Another thing you might do it's just abrupt change. I think the first thing to do if you wish to follow that path is to investigate the root of your panic. Which kind of fear do you have? It's about getting totally insane or is that about dying? The first step then would be challenging those fears, both mentally and pshysically. I remember the challenge thing worked for me: my fear was death, then i tried to get prepared for death and not being scared about dying. Finally i managed not to be scared about that (to long to tell). And then i told to the panick monster: well, kill me then, i don't give a *****! And the panic went way, for years. The second time i had panic was after severe prolonged stress (found uot my ex-fiancee had AIDS). This time my panic monster got wiser : he knew i wasn't scared about death anymore, so he got me scared of madness instead. That was hard to treat man, because i've been actually psychotic back in 1993, my pdoc not being sure wether it was schizofrenia or not. I began thinking i was going to turn mad as soon as got on my early tirthies(usual deadline for that soecific kind of madness). I began thinking the worst scenario: my ex-fiancee dying and i getting crazy because of the pain (something like "splendor in the grass" movie sort of thing).

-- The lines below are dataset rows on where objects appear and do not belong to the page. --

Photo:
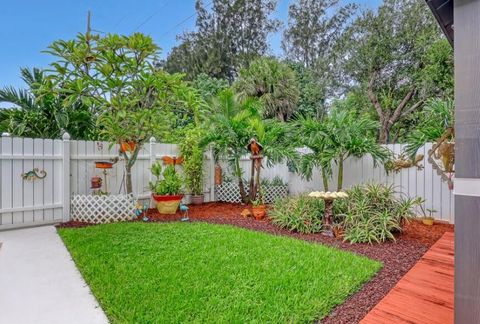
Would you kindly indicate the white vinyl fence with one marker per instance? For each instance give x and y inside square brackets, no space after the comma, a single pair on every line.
[69,165]
[425,183]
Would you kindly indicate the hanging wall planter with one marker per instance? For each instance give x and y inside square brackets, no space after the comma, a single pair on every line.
[127,146]
[167,204]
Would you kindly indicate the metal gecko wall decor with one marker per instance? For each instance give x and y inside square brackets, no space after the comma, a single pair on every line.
[34,174]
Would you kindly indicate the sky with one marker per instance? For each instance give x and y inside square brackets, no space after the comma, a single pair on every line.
[27,27]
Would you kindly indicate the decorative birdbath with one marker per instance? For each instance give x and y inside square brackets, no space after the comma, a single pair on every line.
[328,197]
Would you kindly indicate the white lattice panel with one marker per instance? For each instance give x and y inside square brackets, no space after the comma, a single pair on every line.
[102,209]
[229,192]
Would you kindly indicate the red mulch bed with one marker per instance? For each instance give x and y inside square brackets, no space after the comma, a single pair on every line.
[397,257]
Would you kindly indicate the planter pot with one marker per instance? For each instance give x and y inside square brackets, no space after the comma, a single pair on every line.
[259,212]
[127,146]
[167,204]
[427,221]
[338,232]
[197,199]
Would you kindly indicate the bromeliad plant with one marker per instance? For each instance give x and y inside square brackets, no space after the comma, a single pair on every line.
[116,75]
[373,213]
[167,183]
[341,135]
[192,148]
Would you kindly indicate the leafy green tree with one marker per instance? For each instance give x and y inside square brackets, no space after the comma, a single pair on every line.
[341,135]
[32,115]
[226,38]
[312,94]
[117,76]
[386,57]
[436,118]
[274,83]
[209,87]
[230,129]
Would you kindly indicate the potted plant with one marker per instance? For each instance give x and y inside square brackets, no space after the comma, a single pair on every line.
[428,220]
[192,152]
[127,146]
[166,191]
[259,210]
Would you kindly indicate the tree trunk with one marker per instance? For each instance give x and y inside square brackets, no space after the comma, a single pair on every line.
[128,177]
[129,162]
[258,166]
[252,179]
[340,175]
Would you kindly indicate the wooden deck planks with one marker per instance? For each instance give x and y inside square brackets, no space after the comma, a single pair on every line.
[425,293]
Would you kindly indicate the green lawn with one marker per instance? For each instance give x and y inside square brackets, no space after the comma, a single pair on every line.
[198,272]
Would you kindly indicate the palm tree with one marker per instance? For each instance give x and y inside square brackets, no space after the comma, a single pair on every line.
[230,129]
[45,115]
[274,83]
[341,135]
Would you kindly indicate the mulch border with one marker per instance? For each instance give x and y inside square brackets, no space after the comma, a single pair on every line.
[397,257]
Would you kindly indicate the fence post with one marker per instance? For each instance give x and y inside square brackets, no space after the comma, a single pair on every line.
[212,174]
[66,177]
[153,159]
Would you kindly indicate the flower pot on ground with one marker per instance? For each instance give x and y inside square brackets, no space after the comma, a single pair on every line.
[197,199]
[166,192]
[167,204]
[127,146]
[192,152]
[428,221]
[259,210]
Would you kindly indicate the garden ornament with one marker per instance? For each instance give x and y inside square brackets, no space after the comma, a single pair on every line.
[184,210]
[328,197]
[34,174]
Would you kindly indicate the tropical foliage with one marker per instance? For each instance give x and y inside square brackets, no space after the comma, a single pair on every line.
[274,83]
[373,213]
[302,214]
[341,135]
[43,116]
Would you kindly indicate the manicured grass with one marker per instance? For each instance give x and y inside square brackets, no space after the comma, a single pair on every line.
[198,272]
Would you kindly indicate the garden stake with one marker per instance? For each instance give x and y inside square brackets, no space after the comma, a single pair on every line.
[184,210]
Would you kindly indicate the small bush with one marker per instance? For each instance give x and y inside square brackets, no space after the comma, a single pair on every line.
[302,214]
[373,213]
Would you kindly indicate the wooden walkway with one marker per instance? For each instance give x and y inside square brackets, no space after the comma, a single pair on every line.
[425,293]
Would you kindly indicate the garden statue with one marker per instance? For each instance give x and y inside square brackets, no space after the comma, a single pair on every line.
[184,210]
[328,197]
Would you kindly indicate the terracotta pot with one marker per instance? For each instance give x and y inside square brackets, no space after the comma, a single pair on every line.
[167,204]
[427,221]
[259,211]
[338,231]
[127,146]
[197,199]
[103,165]
[96,182]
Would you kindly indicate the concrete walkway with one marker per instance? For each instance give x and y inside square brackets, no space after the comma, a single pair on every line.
[39,282]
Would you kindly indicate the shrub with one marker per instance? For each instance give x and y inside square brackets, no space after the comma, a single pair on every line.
[302,214]
[373,213]
[171,184]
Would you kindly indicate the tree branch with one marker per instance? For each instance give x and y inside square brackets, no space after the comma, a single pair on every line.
[398,111]
[373,98]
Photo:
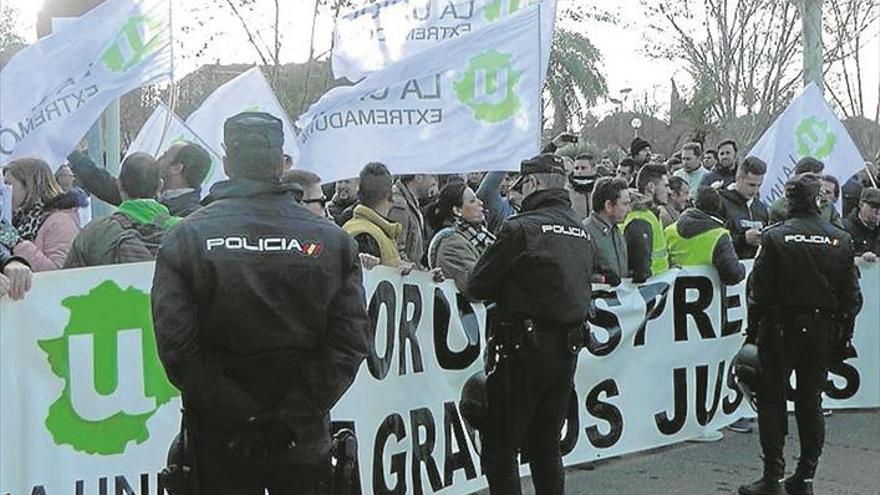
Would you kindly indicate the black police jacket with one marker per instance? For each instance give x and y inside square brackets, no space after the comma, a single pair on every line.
[258,306]
[804,264]
[540,265]
[865,239]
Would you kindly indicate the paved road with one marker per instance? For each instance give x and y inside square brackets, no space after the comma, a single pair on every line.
[850,464]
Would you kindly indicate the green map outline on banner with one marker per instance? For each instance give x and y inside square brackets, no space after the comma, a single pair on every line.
[103,313]
[114,57]
[808,135]
[492,61]
[493,10]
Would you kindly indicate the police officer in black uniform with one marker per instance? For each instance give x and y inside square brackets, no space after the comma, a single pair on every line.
[538,272]
[260,321]
[804,290]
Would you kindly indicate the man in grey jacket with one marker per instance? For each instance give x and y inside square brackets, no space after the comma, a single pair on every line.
[611,203]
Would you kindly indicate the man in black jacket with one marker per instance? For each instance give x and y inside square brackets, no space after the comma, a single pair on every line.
[260,321]
[538,272]
[803,284]
[724,172]
[183,168]
[863,224]
[744,213]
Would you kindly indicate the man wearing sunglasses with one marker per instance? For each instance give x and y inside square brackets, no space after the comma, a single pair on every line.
[313,198]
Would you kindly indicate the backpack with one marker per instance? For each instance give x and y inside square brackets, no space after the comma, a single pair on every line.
[138,242]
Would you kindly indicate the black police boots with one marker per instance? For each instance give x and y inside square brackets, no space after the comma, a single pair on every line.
[770,483]
[801,482]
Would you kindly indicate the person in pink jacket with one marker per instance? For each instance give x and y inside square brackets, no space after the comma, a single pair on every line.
[45,219]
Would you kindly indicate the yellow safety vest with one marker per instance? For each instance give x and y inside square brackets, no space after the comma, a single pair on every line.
[384,231]
[693,251]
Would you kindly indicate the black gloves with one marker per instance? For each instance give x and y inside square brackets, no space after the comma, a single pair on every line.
[261,435]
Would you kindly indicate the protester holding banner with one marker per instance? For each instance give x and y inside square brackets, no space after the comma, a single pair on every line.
[611,204]
[538,272]
[744,212]
[804,286]
[15,276]
[406,194]
[283,325]
[183,168]
[135,230]
[45,219]
[462,236]
[645,241]
[375,234]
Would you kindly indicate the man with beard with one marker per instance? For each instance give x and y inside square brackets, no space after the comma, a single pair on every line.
[744,212]
[183,168]
[724,173]
[692,168]
[862,224]
[645,240]
[343,200]
[581,180]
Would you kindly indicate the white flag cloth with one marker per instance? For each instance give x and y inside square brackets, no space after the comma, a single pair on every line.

You know what helped me? I know this is going to sound weird but depression helped me, 'cause i become depressed again becasue of the stress, realizing i wasn't getting mad but just depressed. You know what? All of a sudden the panic went away and i was completely free to walk alone and going anywhere, catching trains and so on.
Thanks god the depression subsided because of AD. Right now i'm still taking them, still searching for a cure for my anhedonia.